この一週間で、俺の未来予想図はくるりとひっくり返ってしまった。
一週間前───…
『…冬夜、すまん!
父さんな、会社の金使い込んだのバレてクビになっちまった。』
『…はぁ?』
『大学、どうしても行かせてやりたくて…
会社の金ならいっぱいあるから、と思って…』
『ホント頭悪い。
さすが中卒。』
『すまん!』
『なったもんは仕方ないだろ。
俺が就職するよ。』
『ほんと、ごめんな…』
────…ここまでは、まあよしとして。
3日前───…
プルルルルル…
『ハイ、香澄ですけど。』
『息子さんかな?』
『そうですが。』
『初めまして、Fragrant社長の華宮と申します。』
Fragrant…?
父さんが金を使い込んだ会社じゃないか。
『俺に何のご用でしょう。』
『条件次第では、お父さんを会社に復帰させようと思ってね。
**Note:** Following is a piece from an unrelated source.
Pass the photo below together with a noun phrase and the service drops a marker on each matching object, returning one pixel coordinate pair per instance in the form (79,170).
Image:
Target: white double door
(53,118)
』
会社に、復帰…?
金を使い込んだ父さんを?
有り得ない。
『怪しいと思っているだろう、君は。
本当だよ。
君に家の庭師をやってもらえるなら、お父さんを会社に復帰させてあげよう。
条件は2つ。
庭を定期的に手入れすることと、甥の話し相手になること。
週に5回ほどで構わない。
給料はそうだな…40万ほどにしよう。
不服かな?』
よ、40万…
父さんを復帰させるだけでなく、給料まで…
『本当に、庭の手入れと甥の話し相手だけ?』
『ああ。
実は、君の造る庭が妹の造る庭によく似ていてね。
甥の体調もきっと、良くなると思うんだ。』
『甥の体調…?』
『その辺は君がこの話を飲むことにしたら話すとしよう。』
どうやら、偽物ではなさそうだ。
それに、これからの生活費だって困る。
『…わかりました。
お受けします。』
『その返事を待っていたよ。
それじゃあ明日の午後、学校が終わり次第ここに寄るように。』
住所を言って、華宮さんはそのまま電話を切った。